I have shared a few posts and my own thoughts over the years about prisons becoming the place we “hide” people who are dealing with a variety of mental health issues. The one thing I haven’t been able to give you is a first-hand experience, so when I saw Bryony (not her real name) talking about her experience in a UK prison, I thought I would share this as well. So what is it like to be in prison when your crime was really a result of bipolar disorder?
“Is prison really the best place for people who are mentally unwell? It is difficult to capture just how claustrophobic a prison cell is. “Lock-up!” an officer would bellow, and we would all rush to our cells. There it was just me, my thoughts and four walls. It was impossible to sleep, with the screaming and shouting of other prisoners.

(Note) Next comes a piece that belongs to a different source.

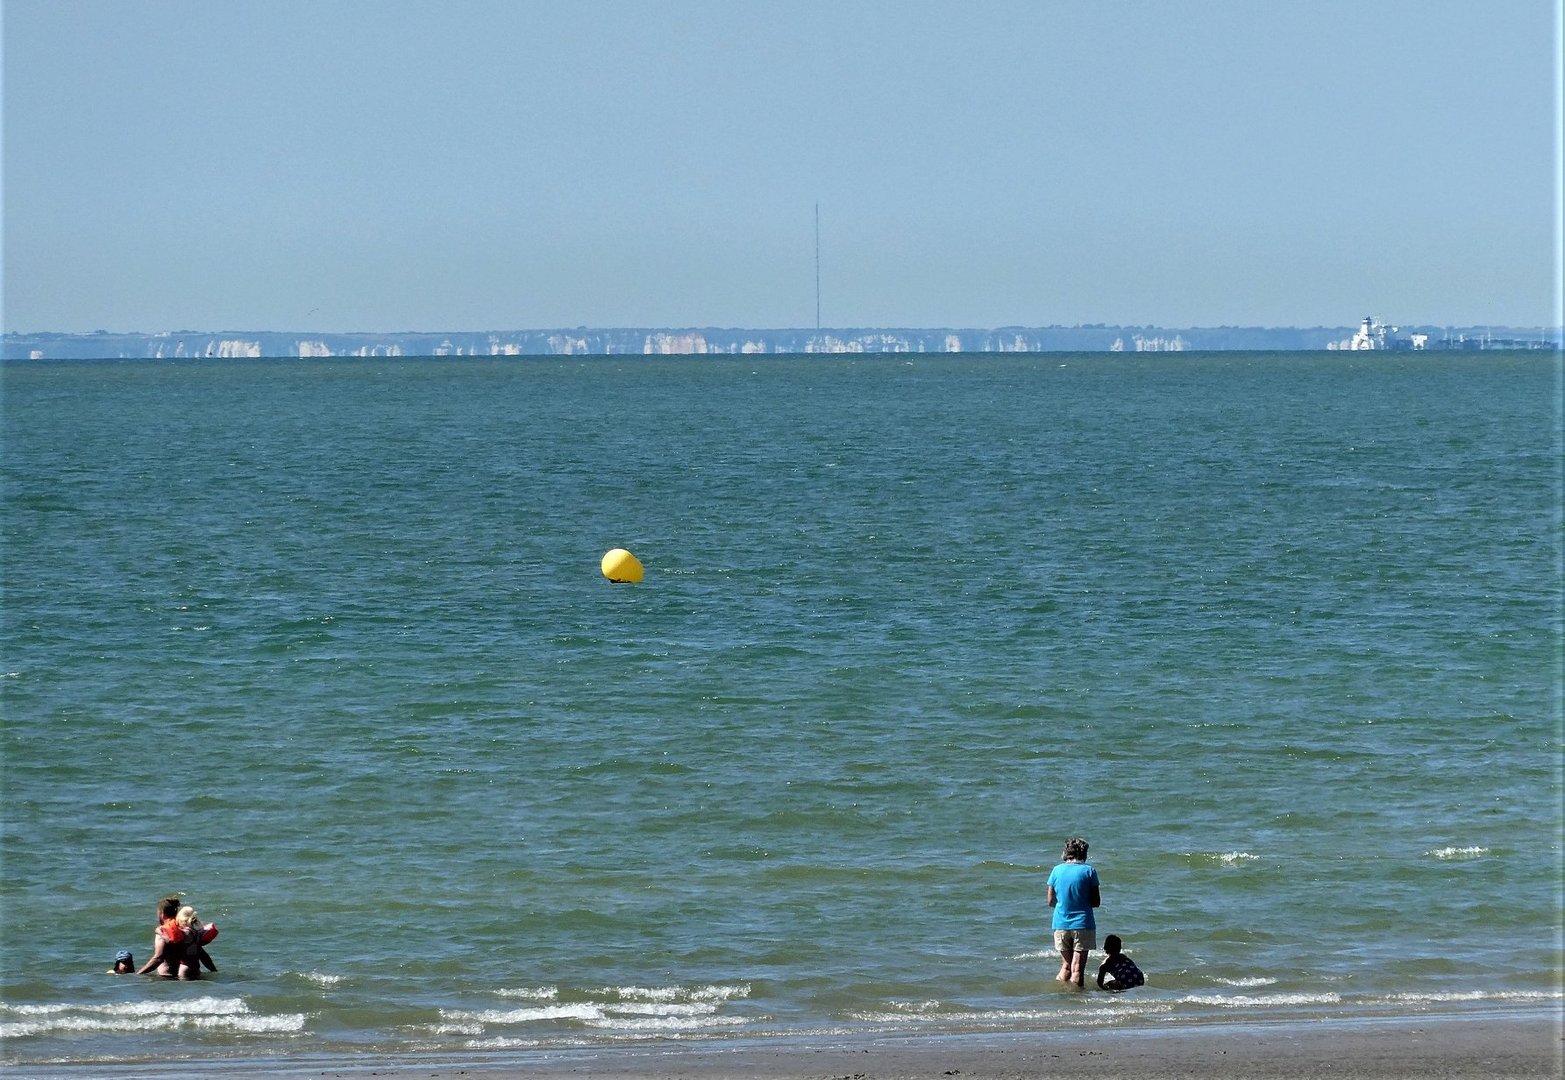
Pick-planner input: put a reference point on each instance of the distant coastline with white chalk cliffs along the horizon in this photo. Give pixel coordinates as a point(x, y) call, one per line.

Sometimes, when there were staff shortages, we were locked up for 24 hours a day. I have no doubt that the dehumanising nature of being locked away for most of the day made my mental illness – later diagnosed as bipolar disorder – worse in every possible way. I saw a psychiatrist who started me on anti-psychotic medication, but the delusions that had landed me in prison for arson in the first place grew stronger. I never turned on the television in my cell because my illness made me think the newsreaders were speaking to me. I was too scared to eat anything in case someone had drugged my food.”
This, obviously is one story, but read the whole article to see some more statistics on just how many women in UK prison have poor mental health, some as a result of trauma, some just a result of illness alone.
There is a direct link between the growing prison population and the lack of mental health resources. The only difference is that we can scare people into paying to build more prisons and keep “dangerous people” away from us. It’s much harder to convince people to invest in prevention through mental health treatment, even if that would be much more effective in protecting everyone.